Cosa ha spinto ancora il sacerdote della minoranza slovena a scegliere il silenzio? «Sa – osserva – chi mi ha parlato lo aveva fatto in modo riservato…» La riservatezza di un colloquio personale con qualcun altro che aveva visto o capito. «Ma alla riservatezza adesso non sono più legato e se le cose venissero fuori parlerò parecchio. Ma lasciamo stare questo… Se il giudice mi porta in tribunale parlerò. Ora no».
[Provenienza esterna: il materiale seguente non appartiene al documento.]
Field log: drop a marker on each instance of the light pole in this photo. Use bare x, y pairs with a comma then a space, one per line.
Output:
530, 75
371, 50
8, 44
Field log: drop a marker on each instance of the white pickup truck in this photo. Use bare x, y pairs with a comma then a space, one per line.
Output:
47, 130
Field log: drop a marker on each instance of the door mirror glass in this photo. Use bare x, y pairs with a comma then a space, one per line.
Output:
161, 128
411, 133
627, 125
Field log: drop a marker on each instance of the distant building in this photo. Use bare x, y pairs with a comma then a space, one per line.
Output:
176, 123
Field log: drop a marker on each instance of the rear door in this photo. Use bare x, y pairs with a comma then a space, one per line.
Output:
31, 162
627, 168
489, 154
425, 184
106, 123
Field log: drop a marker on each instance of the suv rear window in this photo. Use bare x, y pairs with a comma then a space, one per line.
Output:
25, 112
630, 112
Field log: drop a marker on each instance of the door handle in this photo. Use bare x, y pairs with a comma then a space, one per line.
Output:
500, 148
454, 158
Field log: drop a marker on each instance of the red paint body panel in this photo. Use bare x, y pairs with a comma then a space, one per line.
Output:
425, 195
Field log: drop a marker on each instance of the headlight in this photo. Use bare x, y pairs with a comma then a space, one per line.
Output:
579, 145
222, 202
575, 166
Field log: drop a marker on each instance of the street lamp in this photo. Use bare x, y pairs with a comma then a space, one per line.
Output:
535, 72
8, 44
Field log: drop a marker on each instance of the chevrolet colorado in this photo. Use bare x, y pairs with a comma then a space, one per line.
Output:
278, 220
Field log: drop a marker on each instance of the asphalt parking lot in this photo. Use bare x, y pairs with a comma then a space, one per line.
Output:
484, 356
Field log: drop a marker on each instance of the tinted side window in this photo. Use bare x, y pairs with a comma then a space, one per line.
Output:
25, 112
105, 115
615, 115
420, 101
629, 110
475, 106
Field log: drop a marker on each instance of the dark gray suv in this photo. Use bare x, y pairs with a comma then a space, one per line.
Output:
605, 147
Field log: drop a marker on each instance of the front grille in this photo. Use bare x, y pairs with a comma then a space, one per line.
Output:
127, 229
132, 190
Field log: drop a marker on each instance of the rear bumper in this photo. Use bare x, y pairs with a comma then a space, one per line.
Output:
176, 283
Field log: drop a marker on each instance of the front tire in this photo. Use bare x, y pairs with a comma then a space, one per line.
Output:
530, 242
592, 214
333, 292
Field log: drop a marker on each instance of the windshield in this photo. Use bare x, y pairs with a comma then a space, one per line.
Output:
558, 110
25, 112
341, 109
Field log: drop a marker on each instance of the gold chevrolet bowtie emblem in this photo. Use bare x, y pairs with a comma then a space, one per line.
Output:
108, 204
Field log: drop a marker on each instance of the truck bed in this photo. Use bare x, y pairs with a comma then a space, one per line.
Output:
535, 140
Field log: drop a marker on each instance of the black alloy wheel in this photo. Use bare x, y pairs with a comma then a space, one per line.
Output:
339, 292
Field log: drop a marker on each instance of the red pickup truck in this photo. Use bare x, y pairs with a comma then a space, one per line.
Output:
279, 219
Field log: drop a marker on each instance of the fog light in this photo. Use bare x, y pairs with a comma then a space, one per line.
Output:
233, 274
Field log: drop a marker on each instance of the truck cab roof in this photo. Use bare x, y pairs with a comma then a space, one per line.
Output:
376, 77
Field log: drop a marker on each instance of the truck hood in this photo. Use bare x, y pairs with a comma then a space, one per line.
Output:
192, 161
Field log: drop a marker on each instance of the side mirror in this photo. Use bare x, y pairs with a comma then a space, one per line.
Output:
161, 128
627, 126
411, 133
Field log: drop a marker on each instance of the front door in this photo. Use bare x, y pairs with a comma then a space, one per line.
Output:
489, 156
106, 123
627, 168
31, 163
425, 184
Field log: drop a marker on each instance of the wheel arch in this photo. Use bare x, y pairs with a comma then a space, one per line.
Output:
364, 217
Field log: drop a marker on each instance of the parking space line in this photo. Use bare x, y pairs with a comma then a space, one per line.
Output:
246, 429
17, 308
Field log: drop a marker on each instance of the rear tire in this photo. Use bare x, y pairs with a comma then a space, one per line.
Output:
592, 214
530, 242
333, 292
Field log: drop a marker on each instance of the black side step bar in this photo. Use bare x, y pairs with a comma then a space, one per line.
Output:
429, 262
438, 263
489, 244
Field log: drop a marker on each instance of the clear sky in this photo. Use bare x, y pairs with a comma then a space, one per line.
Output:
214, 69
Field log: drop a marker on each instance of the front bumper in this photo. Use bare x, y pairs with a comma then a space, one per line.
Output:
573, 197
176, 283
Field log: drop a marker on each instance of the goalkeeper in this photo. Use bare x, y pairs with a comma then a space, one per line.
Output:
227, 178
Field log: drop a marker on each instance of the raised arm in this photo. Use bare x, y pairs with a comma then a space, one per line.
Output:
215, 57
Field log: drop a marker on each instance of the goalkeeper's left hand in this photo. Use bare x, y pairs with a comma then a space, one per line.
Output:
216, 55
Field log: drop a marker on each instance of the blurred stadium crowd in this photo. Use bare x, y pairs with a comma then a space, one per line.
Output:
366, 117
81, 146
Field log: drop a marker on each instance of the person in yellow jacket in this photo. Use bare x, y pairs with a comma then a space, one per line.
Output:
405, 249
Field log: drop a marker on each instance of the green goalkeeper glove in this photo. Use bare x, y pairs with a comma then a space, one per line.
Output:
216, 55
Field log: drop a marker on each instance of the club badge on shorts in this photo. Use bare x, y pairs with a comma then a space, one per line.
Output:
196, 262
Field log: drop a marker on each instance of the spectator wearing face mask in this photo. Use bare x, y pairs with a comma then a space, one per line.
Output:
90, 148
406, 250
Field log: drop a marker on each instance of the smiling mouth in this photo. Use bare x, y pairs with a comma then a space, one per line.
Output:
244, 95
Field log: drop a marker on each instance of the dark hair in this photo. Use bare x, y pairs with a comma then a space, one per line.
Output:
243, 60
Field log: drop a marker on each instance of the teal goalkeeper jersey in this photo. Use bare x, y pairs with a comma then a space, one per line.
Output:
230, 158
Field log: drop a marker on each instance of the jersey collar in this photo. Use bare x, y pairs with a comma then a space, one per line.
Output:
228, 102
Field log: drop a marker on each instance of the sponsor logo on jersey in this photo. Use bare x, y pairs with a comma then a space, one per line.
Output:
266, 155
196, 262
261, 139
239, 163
Voncina allontana un’immagine buia e il suo volto si fa scuro. Dalla chiacchierata, che si prolunga per 43 minuti, fa capire che accanto al caso di pedofilia, ci sarebbe altro: regolamenti di conti. Il prete sloveno sa bene chi è la donna abusata 17 anni fa. «Ma non intendo parlare con lei, perché c’è qualcos’altro ancora – insiste – di più grave e recente, ma non dalla parte di Maks. C’è qualcosa dietro», ripete a fatica. Non vuole rivelare cosa. «C’è, attualmente, e chi deve indagare indaghi». Altri episodi di pedofilia? «No... Non si tratta di atti sessuali, ma interessi. Perché la ragazza ha aspettato fino a oggi per denunciare? Perché ha una nipotina lì? È una scusa».

Poi don Voncina si lascia andare a una mezza accusa: «Qualcuno ha avuto interesse a vendicarsi su Maks». Un lungo momento di silenzio. «Si è tolto la vita anche per ingiustizie che ha subìto da qualche persona».